Non-love always brings punishment with it; there is no escaping that natural law consequence. Those who are not reconciled to Love will experience whatever hell that entails in their particular case, both now and in the age to come.

I'm not arguing against there being any punishment, or consequence to violations of Love -- what I would say, though, is that mere punishment and suffering is not justice. True justice is the righting of a wrong. That can only be accomplished by the restoration of Love between the offender and the victim(s). And that can only be accomplished in turn by two other things:

- repentance on the part of the offender, desiring to restore right relationship, Love

- forgiveness/mercy on the part of the victim, desiring to restore right relationship

If either or both of these are missing, you do not have justice, or the righting of the wrong. Punishment does not bring justice unless it facilitates restoration. Mere retribution is not Love.

Someone who would rather that a murderer burn in hell forever than for them to yet be reached and transformed by Love, if possible, does not have Love in their heart towards that person. Love always seeks a way to right wrongs, to restore the good. Love always hopes, never fails.

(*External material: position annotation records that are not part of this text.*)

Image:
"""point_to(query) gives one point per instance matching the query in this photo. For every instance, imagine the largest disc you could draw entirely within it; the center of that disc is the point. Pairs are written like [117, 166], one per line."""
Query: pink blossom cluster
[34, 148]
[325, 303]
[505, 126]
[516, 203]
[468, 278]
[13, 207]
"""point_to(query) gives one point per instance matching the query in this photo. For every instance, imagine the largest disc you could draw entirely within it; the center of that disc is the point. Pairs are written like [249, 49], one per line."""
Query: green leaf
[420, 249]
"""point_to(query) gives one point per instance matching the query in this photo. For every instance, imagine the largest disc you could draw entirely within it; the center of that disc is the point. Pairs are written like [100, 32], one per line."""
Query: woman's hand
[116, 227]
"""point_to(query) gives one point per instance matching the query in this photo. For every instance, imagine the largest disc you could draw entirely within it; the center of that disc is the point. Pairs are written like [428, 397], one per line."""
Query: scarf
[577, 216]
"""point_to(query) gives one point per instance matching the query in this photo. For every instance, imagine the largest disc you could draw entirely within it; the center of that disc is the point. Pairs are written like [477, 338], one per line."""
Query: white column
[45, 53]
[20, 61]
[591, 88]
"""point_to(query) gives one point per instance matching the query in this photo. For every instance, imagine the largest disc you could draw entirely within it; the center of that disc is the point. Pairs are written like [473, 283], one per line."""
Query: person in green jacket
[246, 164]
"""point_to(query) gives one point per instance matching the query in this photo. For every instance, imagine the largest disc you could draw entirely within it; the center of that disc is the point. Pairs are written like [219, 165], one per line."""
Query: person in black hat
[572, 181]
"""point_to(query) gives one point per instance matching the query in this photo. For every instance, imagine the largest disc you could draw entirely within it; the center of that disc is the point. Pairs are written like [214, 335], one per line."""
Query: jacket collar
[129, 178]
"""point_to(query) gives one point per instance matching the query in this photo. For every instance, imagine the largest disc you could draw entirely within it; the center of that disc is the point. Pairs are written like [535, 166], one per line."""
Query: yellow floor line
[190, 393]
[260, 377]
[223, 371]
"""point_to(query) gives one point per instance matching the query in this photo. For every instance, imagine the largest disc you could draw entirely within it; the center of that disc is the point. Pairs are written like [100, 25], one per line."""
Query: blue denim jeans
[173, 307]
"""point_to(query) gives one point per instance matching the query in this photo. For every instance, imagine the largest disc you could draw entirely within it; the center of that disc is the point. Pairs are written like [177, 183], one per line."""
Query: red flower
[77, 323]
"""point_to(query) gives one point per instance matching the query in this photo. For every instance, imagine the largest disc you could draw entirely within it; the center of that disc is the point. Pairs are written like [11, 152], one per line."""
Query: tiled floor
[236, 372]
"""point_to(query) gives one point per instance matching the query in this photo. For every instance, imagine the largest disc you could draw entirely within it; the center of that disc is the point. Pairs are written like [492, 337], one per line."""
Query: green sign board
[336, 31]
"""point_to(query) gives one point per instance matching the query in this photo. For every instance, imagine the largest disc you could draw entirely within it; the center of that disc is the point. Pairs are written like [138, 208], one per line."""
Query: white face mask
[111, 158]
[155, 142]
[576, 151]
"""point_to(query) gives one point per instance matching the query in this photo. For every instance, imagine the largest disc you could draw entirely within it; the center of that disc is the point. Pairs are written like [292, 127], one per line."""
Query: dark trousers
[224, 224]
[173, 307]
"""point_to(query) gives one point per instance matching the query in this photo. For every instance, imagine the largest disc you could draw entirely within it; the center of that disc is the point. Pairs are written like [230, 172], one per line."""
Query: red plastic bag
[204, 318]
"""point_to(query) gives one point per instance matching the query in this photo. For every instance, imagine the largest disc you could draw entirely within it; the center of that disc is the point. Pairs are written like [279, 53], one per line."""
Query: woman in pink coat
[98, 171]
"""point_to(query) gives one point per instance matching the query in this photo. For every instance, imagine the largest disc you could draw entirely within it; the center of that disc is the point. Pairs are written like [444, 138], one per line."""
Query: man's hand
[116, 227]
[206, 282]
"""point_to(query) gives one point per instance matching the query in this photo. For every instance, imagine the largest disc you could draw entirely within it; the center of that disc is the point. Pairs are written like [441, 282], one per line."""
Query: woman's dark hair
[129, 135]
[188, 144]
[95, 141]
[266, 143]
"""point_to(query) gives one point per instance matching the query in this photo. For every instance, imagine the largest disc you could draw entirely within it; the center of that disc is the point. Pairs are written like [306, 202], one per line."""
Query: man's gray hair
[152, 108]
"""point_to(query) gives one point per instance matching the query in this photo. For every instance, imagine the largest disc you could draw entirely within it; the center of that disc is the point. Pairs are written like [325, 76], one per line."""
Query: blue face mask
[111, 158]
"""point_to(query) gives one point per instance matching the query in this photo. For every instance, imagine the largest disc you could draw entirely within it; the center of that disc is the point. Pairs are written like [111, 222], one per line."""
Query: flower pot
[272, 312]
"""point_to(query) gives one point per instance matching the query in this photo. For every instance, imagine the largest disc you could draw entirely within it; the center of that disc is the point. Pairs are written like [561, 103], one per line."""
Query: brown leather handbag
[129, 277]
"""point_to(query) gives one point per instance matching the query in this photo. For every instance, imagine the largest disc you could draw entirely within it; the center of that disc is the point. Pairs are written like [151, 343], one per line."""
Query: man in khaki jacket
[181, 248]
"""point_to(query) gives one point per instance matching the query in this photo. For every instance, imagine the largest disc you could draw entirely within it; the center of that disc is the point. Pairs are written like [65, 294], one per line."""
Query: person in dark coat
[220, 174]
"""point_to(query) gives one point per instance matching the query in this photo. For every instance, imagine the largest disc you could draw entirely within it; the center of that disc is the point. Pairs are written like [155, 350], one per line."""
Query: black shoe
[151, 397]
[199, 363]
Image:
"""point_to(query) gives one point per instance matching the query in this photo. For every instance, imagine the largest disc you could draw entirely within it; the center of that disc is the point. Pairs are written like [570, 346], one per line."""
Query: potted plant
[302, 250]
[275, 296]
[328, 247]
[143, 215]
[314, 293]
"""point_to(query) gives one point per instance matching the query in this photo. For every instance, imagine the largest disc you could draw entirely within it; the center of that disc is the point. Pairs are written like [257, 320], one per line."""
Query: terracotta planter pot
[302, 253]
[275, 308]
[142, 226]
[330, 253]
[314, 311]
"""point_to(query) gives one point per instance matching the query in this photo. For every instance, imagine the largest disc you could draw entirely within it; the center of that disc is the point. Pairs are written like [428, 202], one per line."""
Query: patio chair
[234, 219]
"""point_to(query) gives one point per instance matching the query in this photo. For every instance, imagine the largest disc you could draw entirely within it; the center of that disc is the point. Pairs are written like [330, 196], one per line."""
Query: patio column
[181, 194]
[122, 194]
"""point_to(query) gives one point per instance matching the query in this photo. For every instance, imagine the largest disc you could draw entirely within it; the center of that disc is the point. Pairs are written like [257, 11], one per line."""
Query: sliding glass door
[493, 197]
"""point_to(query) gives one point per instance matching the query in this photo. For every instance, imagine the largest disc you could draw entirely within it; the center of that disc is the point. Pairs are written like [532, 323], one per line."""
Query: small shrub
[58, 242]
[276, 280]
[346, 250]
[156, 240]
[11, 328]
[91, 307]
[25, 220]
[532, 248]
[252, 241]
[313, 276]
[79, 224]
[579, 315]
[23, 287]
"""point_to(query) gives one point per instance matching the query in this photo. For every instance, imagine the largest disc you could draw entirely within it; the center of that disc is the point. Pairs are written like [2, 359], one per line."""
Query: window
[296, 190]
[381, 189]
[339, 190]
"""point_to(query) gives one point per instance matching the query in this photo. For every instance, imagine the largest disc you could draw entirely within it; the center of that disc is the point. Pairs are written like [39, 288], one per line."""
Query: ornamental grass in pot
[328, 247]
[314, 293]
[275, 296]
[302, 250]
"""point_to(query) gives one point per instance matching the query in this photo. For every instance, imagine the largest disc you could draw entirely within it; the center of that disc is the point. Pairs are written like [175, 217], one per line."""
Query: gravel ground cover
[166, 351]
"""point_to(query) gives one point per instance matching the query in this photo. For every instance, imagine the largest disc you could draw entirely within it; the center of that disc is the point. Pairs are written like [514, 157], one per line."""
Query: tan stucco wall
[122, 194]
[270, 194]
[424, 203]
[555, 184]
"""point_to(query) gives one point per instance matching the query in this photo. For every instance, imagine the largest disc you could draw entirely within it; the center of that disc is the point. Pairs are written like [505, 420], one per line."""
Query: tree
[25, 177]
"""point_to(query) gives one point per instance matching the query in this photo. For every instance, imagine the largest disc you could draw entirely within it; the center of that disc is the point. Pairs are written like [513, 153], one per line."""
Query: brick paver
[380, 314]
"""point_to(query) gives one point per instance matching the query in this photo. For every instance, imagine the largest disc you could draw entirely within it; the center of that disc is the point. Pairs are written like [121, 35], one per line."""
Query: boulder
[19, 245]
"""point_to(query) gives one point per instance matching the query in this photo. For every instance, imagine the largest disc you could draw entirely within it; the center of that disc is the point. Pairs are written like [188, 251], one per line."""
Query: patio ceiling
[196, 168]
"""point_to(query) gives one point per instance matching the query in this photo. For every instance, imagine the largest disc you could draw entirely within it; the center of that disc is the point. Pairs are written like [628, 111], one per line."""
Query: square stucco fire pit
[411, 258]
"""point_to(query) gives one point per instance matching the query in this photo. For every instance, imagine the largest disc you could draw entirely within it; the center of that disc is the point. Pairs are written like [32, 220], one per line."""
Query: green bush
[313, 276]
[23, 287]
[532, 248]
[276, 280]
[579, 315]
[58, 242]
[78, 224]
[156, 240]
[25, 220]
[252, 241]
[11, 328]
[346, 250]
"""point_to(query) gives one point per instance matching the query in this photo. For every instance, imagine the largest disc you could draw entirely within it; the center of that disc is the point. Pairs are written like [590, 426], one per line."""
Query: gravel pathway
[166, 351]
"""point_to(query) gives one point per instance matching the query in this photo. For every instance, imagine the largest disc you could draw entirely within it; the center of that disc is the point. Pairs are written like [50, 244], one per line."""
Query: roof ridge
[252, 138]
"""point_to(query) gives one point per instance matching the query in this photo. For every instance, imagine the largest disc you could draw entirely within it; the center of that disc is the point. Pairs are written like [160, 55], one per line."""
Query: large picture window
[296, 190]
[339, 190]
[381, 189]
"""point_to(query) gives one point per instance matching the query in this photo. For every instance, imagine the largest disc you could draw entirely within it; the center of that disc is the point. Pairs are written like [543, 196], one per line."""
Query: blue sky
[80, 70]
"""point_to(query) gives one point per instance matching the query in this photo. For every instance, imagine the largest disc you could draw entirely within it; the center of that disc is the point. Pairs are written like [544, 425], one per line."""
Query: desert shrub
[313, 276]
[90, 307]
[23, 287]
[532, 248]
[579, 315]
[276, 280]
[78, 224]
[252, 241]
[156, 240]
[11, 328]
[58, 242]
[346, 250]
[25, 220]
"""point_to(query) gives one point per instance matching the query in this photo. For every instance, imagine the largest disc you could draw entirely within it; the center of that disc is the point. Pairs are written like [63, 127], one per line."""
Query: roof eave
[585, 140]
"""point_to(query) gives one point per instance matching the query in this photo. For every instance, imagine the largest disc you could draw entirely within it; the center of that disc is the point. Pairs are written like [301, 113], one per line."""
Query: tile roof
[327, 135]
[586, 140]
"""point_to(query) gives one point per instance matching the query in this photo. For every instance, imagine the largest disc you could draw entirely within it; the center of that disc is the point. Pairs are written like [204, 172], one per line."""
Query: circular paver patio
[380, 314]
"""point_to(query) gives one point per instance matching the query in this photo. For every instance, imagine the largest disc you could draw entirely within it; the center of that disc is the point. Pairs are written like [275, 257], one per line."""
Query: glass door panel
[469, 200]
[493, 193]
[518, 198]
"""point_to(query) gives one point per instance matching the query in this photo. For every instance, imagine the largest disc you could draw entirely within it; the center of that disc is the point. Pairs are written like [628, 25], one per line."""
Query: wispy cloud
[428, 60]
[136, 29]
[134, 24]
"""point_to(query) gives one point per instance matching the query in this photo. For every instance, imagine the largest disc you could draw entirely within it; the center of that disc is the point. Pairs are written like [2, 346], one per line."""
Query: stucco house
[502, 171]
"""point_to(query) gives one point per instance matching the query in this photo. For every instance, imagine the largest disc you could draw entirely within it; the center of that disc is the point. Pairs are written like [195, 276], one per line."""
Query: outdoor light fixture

I understand if someone thinks it not possible for whatever reason, but wishes it could be otherwise. I cannot relate to someone who doesn't care if it's possible or not but would rather the person never be reconciled.

My analogy is just pointing out that it would be very odd for a 'Liberty-minded' person to not at least have their heart always oriented towards pushing back the State at every point possible, wishing that they could just be stateless, and live and let live. Even if they're a minarchist and don't think it feasible to go completely stateless, it would be strange if it turned out that the 'necessary evil' was actually not necessary, and they still craved the evil anyway.

It would be like saying you understand the 'necessary evil' of self-defense in a world where there are aggressors but not actually desiring that there was no need of it. (A Theodore Roosevelt would be disappointed if there was too much peace -- not enough of the martial glory, etc.)